Checklist for training cats:
- Have patience.
- Find the reason for the problem.
- Use a reward as an inducement: If the cat will not use its cage, reward it every time it gets close to the cage. Then give it more if it steps inside it.
- Use phrases like ‘good’ or ‘smart kitty’ and do so right before giving the cat something good or petting it. Then it will associate the phrase with an agreeable moment and this will be a reward in itself.

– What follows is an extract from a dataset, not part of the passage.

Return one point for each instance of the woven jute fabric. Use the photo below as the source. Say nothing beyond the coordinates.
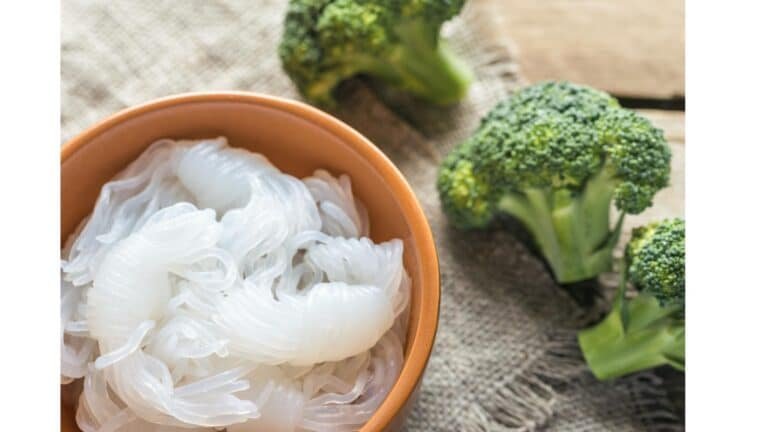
(505, 358)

- Clicker training, more commonly used on canine than feline training, might work with your cat.
- Never use punishments.
- Scents can help. There are special cat sprays that can be applied on spots to make the location feel safe and recognizable for the cat. Or you can use the cat’s own scent by petting it with cotton gloves, especially in the areas of its scent glands around its cheeks and ears. Then you rub the scent around the area where you want the cat to feel secure and comfortable.
- And remember: A kitten is easier to train than an adult cat.
Lagniappe: The world’s biggest cat (I won’t vouch for it) has also passed away. Click on screenshot:
Weighing an impressive 28lbs. and reaching lengths of four feet, Samson, also called Catstradamus, was an enormous cat. As a Maine Coon, he was expected to be large as the males of the breed average 13 – 18 pounds and lengths of up to 40 inches. Making others in his breed look like little kitties, Samson was something else with his amazing size. But at ten years old, his big body was feeling its size and age.
On Instagram, dad Jonathan Zurbel explained that hip dysplasia and osteoarthritis sometimes made it difficult for Samson to walk. But with his family giving due diligence to their furry king’s quality of life, Samson still enjoyed a good living. But an unexpected trip to the vet changed everything, and suddenly, Samson was gone, leaving his family, including kitty sibling Dante, to mourn their deal furry angel.